I have two matrices, $A$ and $B$. I was (perhaps naively) expecting them to be more-or-less similar ("more-or-less" because this is in a numerical setting), but instead of having exactly the same eigenvalues, two of the eigenvalues are the negation of the corresponding ones in the other matrix.
$\operatorname{eig}(A) = \{ \cos(\theta) + i*\sin(\theta), \cos(\theta) - i*\sin(\theta), 1, 1\} $
$\operatorname{eig}(B) = \{ -\cos(\theta) - i*\sin(\theta), -cos(\theta) + i*\sin(\theta), 1, 1\} $
What does this imply, besides that they are not similar? Can they be made similar, by negating the two "problematic" eigenvalues and the corresponding eigenvectors, or something?
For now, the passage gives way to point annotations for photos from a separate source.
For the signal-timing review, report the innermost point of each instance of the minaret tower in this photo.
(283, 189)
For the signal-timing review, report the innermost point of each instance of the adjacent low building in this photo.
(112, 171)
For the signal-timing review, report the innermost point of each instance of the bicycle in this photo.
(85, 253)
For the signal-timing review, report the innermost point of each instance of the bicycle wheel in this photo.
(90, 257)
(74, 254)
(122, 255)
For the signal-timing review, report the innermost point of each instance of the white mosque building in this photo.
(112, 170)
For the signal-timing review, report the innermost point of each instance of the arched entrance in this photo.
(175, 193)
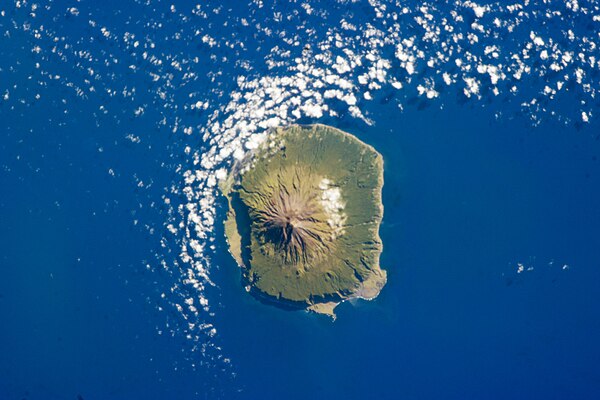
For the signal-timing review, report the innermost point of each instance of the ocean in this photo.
(116, 279)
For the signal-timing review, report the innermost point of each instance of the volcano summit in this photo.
(304, 215)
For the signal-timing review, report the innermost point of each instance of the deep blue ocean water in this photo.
(468, 198)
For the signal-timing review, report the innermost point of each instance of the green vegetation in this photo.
(304, 216)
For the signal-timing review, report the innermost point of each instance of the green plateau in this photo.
(303, 220)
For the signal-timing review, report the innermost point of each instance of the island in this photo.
(303, 219)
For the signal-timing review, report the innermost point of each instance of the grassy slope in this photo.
(354, 261)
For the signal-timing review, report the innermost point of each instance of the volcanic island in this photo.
(303, 221)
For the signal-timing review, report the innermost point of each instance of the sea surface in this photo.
(118, 119)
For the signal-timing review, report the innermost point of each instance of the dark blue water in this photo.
(467, 199)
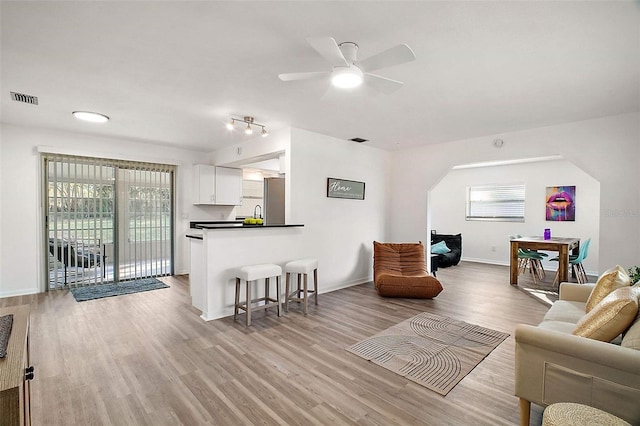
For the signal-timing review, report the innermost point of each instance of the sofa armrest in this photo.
(551, 366)
(575, 292)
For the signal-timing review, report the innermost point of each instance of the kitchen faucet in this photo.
(254, 211)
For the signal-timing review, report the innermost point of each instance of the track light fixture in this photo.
(250, 123)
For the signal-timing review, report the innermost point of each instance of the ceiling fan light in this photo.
(346, 77)
(92, 117)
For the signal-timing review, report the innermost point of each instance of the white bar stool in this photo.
(301, 267)
(253, 273)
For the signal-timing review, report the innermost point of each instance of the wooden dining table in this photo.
(560, 244)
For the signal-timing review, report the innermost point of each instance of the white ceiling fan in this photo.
(347, 71)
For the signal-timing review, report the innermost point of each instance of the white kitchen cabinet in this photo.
(217, 185)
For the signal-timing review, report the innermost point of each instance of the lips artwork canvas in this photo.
(561, 203)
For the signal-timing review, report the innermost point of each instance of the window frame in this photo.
(497, 200)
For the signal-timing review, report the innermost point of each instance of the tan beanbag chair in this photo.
(400, 270)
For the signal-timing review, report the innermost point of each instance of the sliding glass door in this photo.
(107, 220)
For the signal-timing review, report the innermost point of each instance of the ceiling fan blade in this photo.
(382, 84)
(328, 49)
(293, 76)
(390, 57)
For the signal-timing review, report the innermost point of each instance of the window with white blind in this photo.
(496, 203)
(107, 220)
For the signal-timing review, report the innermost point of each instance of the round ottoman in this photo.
(571, 414)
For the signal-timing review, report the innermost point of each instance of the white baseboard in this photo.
(18, 293)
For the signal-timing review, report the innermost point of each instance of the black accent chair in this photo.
(454, 242)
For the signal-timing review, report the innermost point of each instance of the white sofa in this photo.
(552, 365)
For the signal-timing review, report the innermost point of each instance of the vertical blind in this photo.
(496, 202)
(107, 220)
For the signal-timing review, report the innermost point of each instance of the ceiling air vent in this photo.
(27, 99)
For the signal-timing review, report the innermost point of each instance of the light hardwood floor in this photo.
(148, 359)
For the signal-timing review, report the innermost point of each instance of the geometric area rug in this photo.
(108, 290)
(433, 351)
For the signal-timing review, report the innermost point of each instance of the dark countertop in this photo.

If the matrices $A,B\in M_n$ are nxn, then yes.
Since those eigenvectors have the same complex modulus, you can rotate matrix B to be in the same plane as A. That rotation matrix is nonsingular, therefore you can combine it with the matrix that diagonalizes $A$ to get a nonsigular matrix that makes it similar to $B$.
For instance, for $A,B$
$$\operatorname{eig}(A) = \{ \cos(\theta) + i*\sin(\theta), \cos(\theta) - i*\sin(\theta), 1, 1\}$$ and $$ \operatorname{eig}(B) = \{ -\cos(\theta) - i*\sin(\theta), -cos(\theta) + i*\sin(\theta), 1, 1\}$$
Both of the matrices have n distinct eigenvalues, so find nonsingular matrices that diagonalize them.
$$ S^{-1}AS = diag(-\cos(\theta) - i*\sin(\theta), -cos(\theta) + i*\sin(\theta), 1, 1)$$
Then just multiply this matrix by $$ I = \begin{vmatrix} -1 & 0 & 0 & 0 \\ 0 & -1 & 0 & 0 \\ 0 & 0 & 1 & 0 \\ 0 & 0 & 0 & 1 \end{vmatrix} $$
Since similarity is transitive, you have that $A$ is similar to $B$.